Simbolica fu la data scelta, il 20 maggio, in cui si celebra il ricordo dell’approvazione dello Statuto dei Lavoratori. In uno dei suoi scritti, D’Antona scriveva che “Le norme giuridiche […] esprimono sempre un progetto”. Mi permetto di aggiungere che il progetto sottende a un’idea, una visione della realtà. Un progetto fu di certo l’approvazione dello Statuto dei lavoratori, il 20 maggio del 1970, che esprimeva una visione di tutela compiuta dei lavoratori, e un progetto, un’idea, una visione si possono leggere nelle norme alla cui scrittura e realizzazione il prof. D’Antona collaborò attivamente, anche come consulente dell’allora Ministro del Lavoro Antonio Bassolino, ad esempio, o come componente della consulta giuridica e dell’ufficio legale della CGIL.
In particolare, mi soffermo velocemente sul percorso che ha portato alla cosiddetta privatizzazione del pubblico impiego, che si basa su alcuni capisaldi: la possibilità, per la contrattazione collettiva nel pubblico impiego, di fare tutti gli accordi che (cito D’Antona) si “ritengono convenienti purché non violino la legge” e quindi la possibilità di esplicarsi con la medesima libertà esistente nel settore privato; la necessità di ricomporre (cito ancora il prof. D’Antona) un “pluralismo sindacale, rissoso e per molti aspetti patologico”, attraverso la misurazione della rappresentatività delle sigle sindacali, che ha consentito di eliminare la pletora di sigle sindacali che fino ad allora pullulavano, riducendole a poche, realmente rappresentative degli interessi dei lavoratori; la possibilità per lavoratrici e lavoratori di scegliere da chi farsi rappresentare, prevedendo un meccanismo elettivo che porti alla elezione della rappresentanza sindacale unitaria. Mi piace ricordare come, a distanza di decenni dalle prime elezioni delle RSU nel pubblico impiego, la percentuale di votanti sia sempre altissima e questo, in tempi di astensione crescente alle elezioni politiche di vario livello (da ultimo, anche le elezioni europee), dovrebbe far riflettere su come quel meccanismo – nonostante possibili aggiustamenti e ammodernamenti – continui a garantire sia la rappresentanza degli interessi che la rappresentatività di chi si siede al tavolo della contrattazione, dando una risposta compiuta alla mancata attuazione dell’art. 39 della Costituzione e alla validità erga omnes dei contratti collettivi.

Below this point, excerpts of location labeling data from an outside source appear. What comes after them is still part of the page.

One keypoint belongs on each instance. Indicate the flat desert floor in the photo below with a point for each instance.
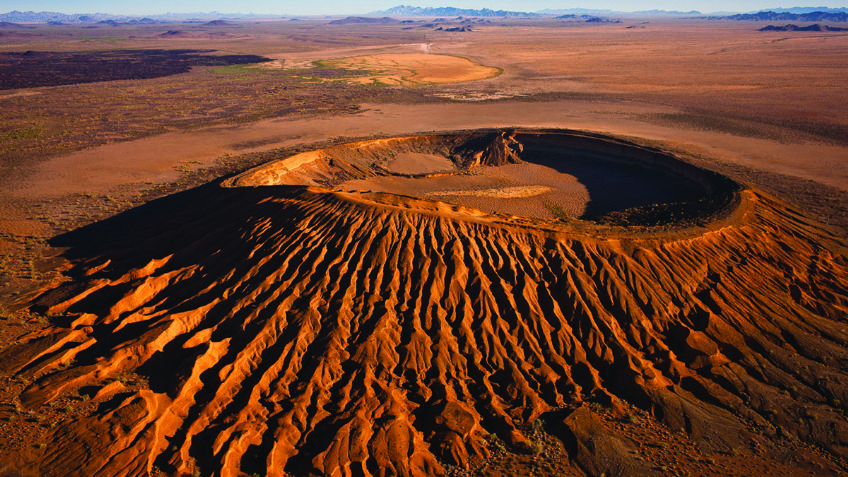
(763, 109)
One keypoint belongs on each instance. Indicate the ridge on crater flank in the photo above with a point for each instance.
(293, 330)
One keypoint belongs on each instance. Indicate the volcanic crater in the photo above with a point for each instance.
(290, 322)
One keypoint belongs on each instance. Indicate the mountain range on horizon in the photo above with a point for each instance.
(788, 14)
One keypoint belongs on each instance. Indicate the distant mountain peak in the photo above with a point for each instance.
(411, 11)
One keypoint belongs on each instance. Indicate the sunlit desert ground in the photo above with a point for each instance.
(539, 247)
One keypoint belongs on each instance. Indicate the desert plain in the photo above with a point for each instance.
(532, 247)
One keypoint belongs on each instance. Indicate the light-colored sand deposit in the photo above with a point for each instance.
(405, 69)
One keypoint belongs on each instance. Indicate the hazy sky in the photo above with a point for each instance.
(339, 7)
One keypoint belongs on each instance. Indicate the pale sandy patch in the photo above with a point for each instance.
(404, 69)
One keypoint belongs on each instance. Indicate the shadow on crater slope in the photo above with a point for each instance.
(292, 330)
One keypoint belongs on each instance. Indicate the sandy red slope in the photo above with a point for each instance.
(289, 329)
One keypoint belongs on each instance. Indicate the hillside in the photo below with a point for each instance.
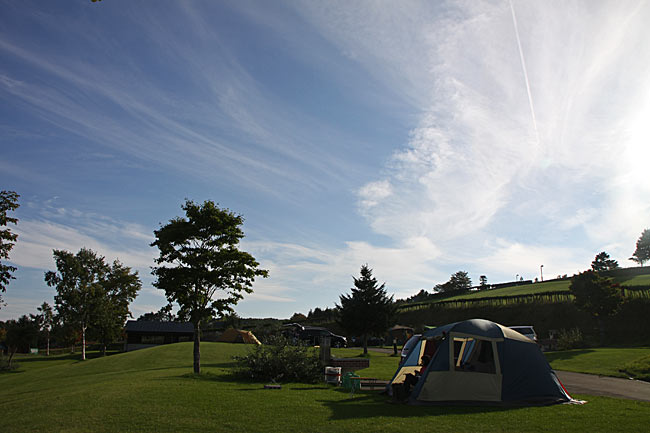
(628, 277)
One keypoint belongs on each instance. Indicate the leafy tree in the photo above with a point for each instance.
(199, 259)
(8, 202)
(92, 293)
(602, 262)
(642, 252)
(21, 335)
(368, 310)
(45, 321)
(457, 282)
(117, 291)
(596, 295)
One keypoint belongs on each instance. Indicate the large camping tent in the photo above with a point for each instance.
(480, 361)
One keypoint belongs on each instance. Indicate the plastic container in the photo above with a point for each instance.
(333, 375)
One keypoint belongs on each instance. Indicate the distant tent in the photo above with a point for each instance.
(232, 335)
(480, 361)
(400, 333)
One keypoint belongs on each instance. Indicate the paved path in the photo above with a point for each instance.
(579, 383)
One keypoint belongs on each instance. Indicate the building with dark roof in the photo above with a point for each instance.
(141, 334)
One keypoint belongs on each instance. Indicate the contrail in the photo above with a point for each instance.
(523, 67)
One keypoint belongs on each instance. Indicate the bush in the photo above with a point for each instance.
(281, 360)
(639, 369)
(570, 339)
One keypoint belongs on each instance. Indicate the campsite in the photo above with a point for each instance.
(324, 216)
(154, 390)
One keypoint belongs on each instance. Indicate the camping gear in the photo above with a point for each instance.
(478, 361)
(232, 335)
(348, 383)
(333, 375)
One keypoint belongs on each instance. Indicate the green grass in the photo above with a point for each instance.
(154, 390)
(605, 361)
(524, 289)
(639, 280)
(548, 286)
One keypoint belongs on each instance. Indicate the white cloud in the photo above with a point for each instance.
(37, 239)
(473, 167)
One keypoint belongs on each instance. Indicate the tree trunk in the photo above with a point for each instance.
(11, 355)
(601, 329)
(197, 350)
(83, 343)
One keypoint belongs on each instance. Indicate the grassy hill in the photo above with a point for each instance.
(154, 390)
(640, 277)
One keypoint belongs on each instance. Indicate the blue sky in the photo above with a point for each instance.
(421, 138)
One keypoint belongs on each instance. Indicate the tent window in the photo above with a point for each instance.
(475, 355)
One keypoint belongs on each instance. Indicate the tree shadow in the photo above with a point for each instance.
(564, 355)
(365, 404)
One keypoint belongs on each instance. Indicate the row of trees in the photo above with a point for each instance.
(200, 268)
(8, 203)
(92, 294)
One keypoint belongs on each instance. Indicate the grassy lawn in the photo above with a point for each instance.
(605, 361)
(524, 289)
(154, 390)
(549, 286)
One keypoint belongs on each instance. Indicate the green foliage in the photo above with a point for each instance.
(21, 334)
(281, 360)
(595, 294)
(45, 321)
(199, 257)
(602, 262)
(8, 203)
(570, 339)
(642, 252)
(92, 294)
(298, 317)
(458, 282)
(368, 310)
(118, 290)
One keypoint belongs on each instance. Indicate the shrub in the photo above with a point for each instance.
(570, 339)
(638, 369)
(281, 360)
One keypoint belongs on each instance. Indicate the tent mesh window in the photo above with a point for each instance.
(474, 355)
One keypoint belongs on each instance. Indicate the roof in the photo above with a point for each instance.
(159, 327)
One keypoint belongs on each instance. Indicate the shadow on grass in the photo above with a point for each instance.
(568, 354)
(368, 404)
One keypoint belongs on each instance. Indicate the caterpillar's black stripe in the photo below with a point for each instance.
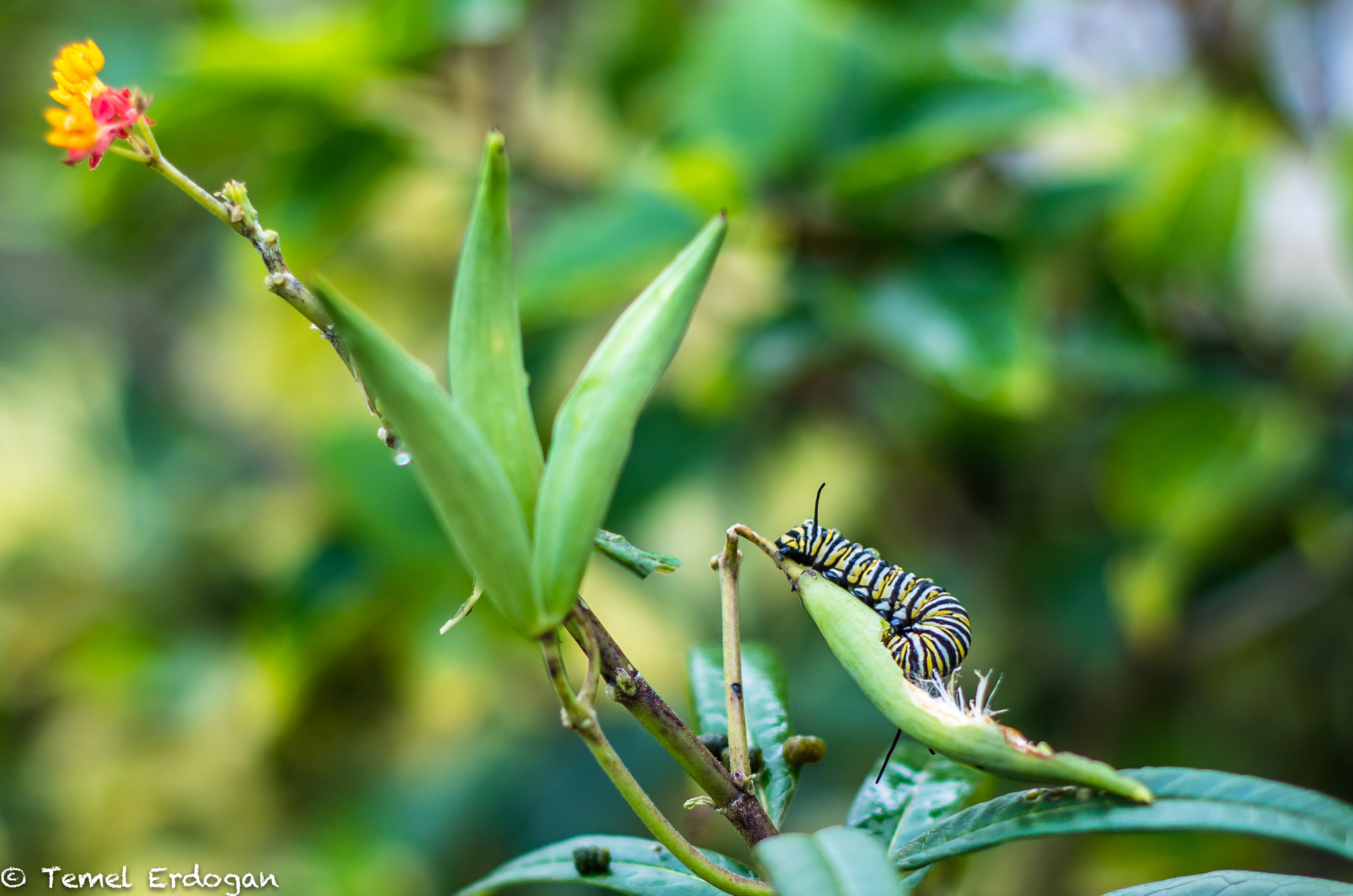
(928, 633)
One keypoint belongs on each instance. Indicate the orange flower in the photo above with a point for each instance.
(75, 72)
(95, 115)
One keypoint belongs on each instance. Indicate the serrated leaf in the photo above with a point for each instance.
(835, 861)
(1186, 799)
(484, 355)
(454, 463)
(1238, 884)
(638, 866)
(766, 702)
(596, 423)
(915, 791)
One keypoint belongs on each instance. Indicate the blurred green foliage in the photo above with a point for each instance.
(1057, 296)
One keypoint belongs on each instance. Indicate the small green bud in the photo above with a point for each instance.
(626, 683)
(804, 750)
(716, 743)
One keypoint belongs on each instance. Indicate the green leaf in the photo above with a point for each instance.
(766, 701)
(1238, 884)
(632, 557)
(638, 866)
(835, 861)
(459, 472)
(1186, 799)
(596, 423)
(915, 791)
(484, 355)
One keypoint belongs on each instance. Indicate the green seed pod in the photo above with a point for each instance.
(804, 750)
(965, 734)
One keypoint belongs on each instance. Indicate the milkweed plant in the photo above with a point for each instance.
(525, 525)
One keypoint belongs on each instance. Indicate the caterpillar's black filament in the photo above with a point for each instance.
(927, 633)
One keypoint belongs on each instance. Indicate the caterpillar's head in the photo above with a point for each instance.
(797, 543)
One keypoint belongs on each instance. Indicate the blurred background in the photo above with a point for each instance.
(1054, 295)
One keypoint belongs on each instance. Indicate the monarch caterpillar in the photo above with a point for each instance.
(927, 629)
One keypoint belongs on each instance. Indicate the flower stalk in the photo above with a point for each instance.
(581, 715)
(728, 564)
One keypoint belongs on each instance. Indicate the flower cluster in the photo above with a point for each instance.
(94, 114)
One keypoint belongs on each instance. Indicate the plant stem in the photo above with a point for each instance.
(628, 688)
(582, 716)
(728, 564)
(233, 207)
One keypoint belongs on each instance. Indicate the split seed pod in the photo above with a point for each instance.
(965, 734)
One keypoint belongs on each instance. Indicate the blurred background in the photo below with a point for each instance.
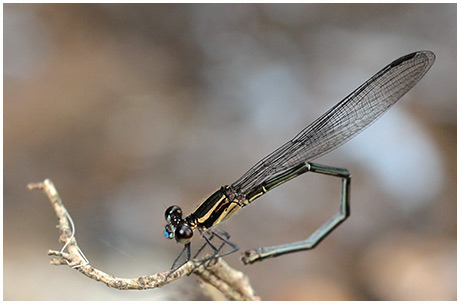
(131, 108)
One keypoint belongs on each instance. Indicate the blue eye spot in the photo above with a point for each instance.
(168, 234)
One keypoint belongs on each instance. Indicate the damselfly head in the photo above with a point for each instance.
(177, 228)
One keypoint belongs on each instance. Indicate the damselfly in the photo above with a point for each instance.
(346, 119)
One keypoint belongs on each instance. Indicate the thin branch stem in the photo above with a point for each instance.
(233, 284)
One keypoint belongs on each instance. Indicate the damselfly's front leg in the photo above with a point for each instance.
(260, 254)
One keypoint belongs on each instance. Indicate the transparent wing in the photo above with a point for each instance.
(346, 119)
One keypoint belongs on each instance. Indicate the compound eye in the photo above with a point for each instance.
(184, 234)
(173, 212)
(168, 232)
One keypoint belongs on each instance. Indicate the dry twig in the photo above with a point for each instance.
(233, 284)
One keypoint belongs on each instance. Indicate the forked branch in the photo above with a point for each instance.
(233, 284)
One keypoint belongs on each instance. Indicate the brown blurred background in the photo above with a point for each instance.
(132, 108)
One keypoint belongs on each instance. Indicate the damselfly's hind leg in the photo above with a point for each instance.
(260, 254)
(214, 233)
(223, 237)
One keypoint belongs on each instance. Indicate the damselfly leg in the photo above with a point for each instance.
(202, 257)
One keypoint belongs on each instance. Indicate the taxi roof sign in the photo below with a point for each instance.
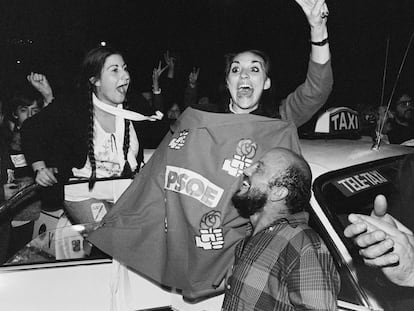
(337, 120)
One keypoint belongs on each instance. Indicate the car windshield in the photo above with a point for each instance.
(352, 190)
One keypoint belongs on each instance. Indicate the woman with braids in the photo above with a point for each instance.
(90, 136)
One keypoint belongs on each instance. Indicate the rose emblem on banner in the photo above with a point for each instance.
(243, 158)
(211, 234)
(211, 220)
(247, 148)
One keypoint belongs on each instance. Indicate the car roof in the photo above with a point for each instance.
(329, 155)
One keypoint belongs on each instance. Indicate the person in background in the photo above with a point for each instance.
(399, 125)
(282, 264)
(4, 222)
(22, 107)
(88, 137)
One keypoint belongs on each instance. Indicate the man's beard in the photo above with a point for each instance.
(249, 202)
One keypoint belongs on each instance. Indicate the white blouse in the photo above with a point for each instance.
(109, 157)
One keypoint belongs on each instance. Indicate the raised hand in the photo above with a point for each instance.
(193, 76)
(169, 60)
(41, 84)
(156, 73)
(384, 243)
(316, 11)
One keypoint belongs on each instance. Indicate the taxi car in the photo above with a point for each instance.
(347, 175)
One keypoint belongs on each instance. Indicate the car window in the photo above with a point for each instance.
(353, 190)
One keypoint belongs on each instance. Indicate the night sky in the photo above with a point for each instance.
(51, 37)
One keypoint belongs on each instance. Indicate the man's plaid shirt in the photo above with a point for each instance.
(286, 266)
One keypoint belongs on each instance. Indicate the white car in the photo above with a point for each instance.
(347, 173)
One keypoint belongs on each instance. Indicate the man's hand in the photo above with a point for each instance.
(46, 176)
(384, 243)
(10, 190)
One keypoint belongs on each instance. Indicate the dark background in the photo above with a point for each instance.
(52, 36)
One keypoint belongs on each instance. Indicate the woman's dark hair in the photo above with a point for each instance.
(92, 65)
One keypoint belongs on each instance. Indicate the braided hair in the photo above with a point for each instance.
(91, 71)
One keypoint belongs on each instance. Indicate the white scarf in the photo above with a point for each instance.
(123, 113)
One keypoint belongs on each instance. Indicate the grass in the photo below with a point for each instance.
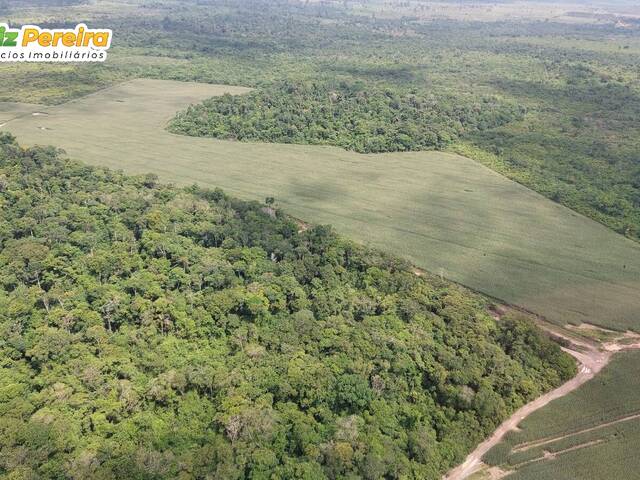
(603, 452)
(442, 211)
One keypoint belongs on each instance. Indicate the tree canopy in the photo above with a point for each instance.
(149, 331)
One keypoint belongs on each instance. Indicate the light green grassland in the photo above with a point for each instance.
(441, 211)
(607, 451)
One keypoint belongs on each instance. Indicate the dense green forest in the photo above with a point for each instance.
(579, 85)
(350, 115)
(150, 332)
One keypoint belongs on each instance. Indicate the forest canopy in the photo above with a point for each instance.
(149, 331)
(353, 115)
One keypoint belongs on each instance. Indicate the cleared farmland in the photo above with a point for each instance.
(443, 212)
(591, 433)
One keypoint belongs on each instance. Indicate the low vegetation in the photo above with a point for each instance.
(591, 433)
(155, 332)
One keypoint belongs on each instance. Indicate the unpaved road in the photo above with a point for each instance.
(590, 361)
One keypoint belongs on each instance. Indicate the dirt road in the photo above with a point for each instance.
(591, 360)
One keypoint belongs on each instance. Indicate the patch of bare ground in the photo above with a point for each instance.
(490, 473)
(592, 356)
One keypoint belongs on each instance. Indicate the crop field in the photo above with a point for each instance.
(444, 212)
(591, 433)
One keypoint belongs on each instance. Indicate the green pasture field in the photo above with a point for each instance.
(444, 212)
(605, 452)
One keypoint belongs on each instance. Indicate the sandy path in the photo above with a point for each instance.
(591, 361)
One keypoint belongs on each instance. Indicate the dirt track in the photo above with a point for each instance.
(590, 361)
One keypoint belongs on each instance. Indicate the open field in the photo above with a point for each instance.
(443, 212)
(591, 433)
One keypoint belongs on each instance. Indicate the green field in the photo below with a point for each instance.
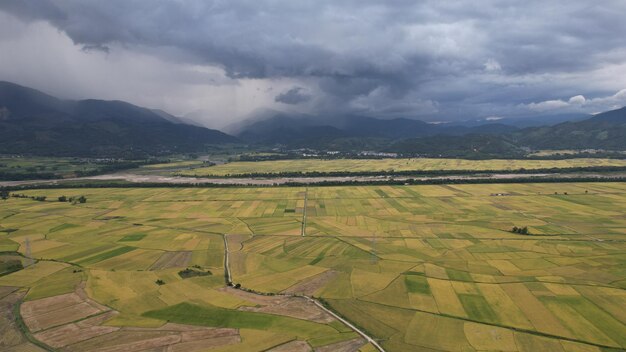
(392, 165)
(431, 267)
(26, 168)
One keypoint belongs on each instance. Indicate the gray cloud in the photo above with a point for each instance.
(293, 96)
(429, 59)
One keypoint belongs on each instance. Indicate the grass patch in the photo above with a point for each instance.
(106, 255)
(186, 313)
(477, 308)
(417, 284)
(133, 237)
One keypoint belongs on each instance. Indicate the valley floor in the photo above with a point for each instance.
(417, 268)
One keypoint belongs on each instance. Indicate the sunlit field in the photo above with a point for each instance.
(416, 267)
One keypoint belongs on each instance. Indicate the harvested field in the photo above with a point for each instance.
(344, 346)
(76, 332)
(311, 285)
(293, 346)
(172, 260)
(58, 310)
(11, 338)
(414, 266)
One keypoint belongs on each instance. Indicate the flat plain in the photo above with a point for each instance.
(392, 165)
(418, 268)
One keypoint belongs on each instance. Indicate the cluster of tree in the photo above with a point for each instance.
(196, 270)
(520, 230)
(391, 182)
(96, 167)
(73, 200)
(239, 287)
(416, 173)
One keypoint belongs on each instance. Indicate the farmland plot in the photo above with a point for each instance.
(416, 267)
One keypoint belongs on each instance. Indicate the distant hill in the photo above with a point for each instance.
(602, 131)
(312, 131)
(36, 123)
(353, 133)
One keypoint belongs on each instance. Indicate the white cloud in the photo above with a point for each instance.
(579, 103)
(492, 65)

Quel modello funziona ancora, a distanza di decenni, perché aveva alla sua base un progetto, un’idea che ancora resta valida. Proprio per questo, potrebbe essere utile ragionare su una sua estensione.
Il presente discorso è stato pronunciato nel corso della cerimonia commemorativa in memoria del prof. Massimo D’Antona, tenutasi presso il Ministero del Lavoro e delle Politiche Sociali, il 20 maggio 2024.